Adına durak denmeyen sadece köy minibüslerinin
geçtiği yöndeki kaldırım vardı. Bu kaldırımın hemen kenarındaki dükkanda ; balık malzemeleri satılırdı.
Balık ağları ile süslenmiş vitrininde, birkaç olta ve misina
dururdu. Bir gün vitrine baktığımda yukarıya asılmış bağlamalar gördüm. bu
bağlamaların içinde en küçük olanı dikkatimi çekmişti. Bende küçüktüm bağlamada
küçüktü. İşte o zaman bu müzik aletinin benim olmasını çok istemiştim ,tek
etkileyen yanı küçük olması , birde müzik aleti olması idi.
Gelip gittiğim, otobüs bekleyip kaçırdığım günlerde, Sazcı
Hasan adı beynime kazınmıştı. Oto tamircileri, garaj ve birkaç satıcının küçük dükkânlarının
arasından Sazcı Hasanın vitrini benim için ayrı bir dünya olmuştu.

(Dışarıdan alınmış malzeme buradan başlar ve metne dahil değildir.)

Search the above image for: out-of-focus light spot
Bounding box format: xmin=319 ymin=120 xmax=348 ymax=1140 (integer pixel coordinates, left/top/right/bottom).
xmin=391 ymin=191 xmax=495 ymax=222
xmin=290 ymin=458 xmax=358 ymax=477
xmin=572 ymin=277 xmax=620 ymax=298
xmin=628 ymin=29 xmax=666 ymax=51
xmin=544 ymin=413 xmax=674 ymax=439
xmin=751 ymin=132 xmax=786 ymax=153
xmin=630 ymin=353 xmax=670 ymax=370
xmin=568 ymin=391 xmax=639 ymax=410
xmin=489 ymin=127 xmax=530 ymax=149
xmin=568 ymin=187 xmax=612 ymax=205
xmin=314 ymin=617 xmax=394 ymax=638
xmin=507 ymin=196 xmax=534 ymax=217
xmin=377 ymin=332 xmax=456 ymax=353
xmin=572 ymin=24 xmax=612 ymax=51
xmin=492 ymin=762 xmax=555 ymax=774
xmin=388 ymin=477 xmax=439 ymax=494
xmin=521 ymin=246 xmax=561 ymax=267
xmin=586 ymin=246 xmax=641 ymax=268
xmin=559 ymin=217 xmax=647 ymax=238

4. sınıf karnemi alıp teşekkür belgemle eve gelmiştim hava
çok soğuktu babam küçük odanın sobasının kenarında oturuyordu. Herkese teşekkür
belgemi göstererek gelmiştim. Köyden ilçeye okumak için gittiğim ilk yılda
teşekkür almıştım ve sanırım annem babam ve dedemin benden pek ümidi yoktu.
Kapıyı hızla açıp odanın kapısına yöneldim ve elimdeki belgeyi sallayarak baaak
kızına gördün mü dedim. Babamın ifadelerini net hatırlamıyorum ama sevinmişti
ve o gün bana bağlama alacağına dair tutmayacağı bir söz verdi.sonra keşke
anneme sarılsaydım da söz verdirseydim dediğim koca bir 18 yıl geçti…

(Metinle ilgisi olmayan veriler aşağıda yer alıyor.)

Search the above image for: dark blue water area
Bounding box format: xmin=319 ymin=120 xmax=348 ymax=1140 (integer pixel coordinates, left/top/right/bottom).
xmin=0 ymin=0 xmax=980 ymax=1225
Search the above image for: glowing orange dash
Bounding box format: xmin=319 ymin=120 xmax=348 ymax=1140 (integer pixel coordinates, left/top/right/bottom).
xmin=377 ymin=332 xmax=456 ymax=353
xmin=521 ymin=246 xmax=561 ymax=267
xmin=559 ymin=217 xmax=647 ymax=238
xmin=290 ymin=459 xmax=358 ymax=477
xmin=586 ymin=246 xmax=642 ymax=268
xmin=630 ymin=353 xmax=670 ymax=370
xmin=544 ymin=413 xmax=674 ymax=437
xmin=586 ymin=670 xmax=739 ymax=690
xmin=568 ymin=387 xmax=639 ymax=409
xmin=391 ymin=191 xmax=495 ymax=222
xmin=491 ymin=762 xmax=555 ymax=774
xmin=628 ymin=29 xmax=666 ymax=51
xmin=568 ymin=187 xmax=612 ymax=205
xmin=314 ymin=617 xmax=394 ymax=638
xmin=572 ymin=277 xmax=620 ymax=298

Bu anlattıklarım Cimcime ye gitar almak için gittiğimiz
müzik evinde aklımdan film şeridi gibi geçen hatıralarımdı. Bir bir kapılarını açıp,
selam verdiğim anılarımdı hepsi. Neden neden olmasın dedim kendime Belki Sazcı Hasan’daki
küçük bağlama değil ama ufak bir başlangıç için bir şeyler yapabilirim diye düşündüm.

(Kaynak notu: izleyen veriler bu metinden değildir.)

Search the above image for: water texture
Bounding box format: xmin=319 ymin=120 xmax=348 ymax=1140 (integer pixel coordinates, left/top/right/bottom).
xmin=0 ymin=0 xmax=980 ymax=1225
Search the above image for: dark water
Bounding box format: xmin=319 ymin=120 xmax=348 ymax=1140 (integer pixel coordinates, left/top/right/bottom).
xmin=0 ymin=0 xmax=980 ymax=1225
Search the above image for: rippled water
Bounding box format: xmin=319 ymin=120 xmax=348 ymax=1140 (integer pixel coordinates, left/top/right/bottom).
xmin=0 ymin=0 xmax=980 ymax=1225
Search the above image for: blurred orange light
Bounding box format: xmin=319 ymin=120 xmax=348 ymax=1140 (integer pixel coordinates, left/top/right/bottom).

Düşünmekle yetinmeyip, başlangıç için bir bağlama aldım kendime.
Bu bağlamayı alalı tamı tamına 1 yıl oldu ve o günden beri
evin en başköşesinde, anılarımla birlikte duruyordu. Sadece birkaç kez Cimcime
ve Cemo ile tıngırdatıp söylediğimiz, tekrar baş köşeye oturttuğumuz
misafirimiz oldu.
Bir adım atmak gerekti. Madem o kadar istiyordum madem anlamlı
bir şeyler olacaktı. Bende bağlama dersi almalıydım. Eylül ayında İsmek
kurslarından birine yedek olarak yazıldım. Geçen hafta telefonla arayıp çağırdılar.
Dün akşam ilk dersim vardı. Cimcimeyi Anneme emanet ederek,
Örtgerden izin alarak, 30 yaşını devirmiş bir kadın olarak, korkuyla karışık
heyecanla ilk derse gittim. Beklediğimden daha zevkli bir ders oldu .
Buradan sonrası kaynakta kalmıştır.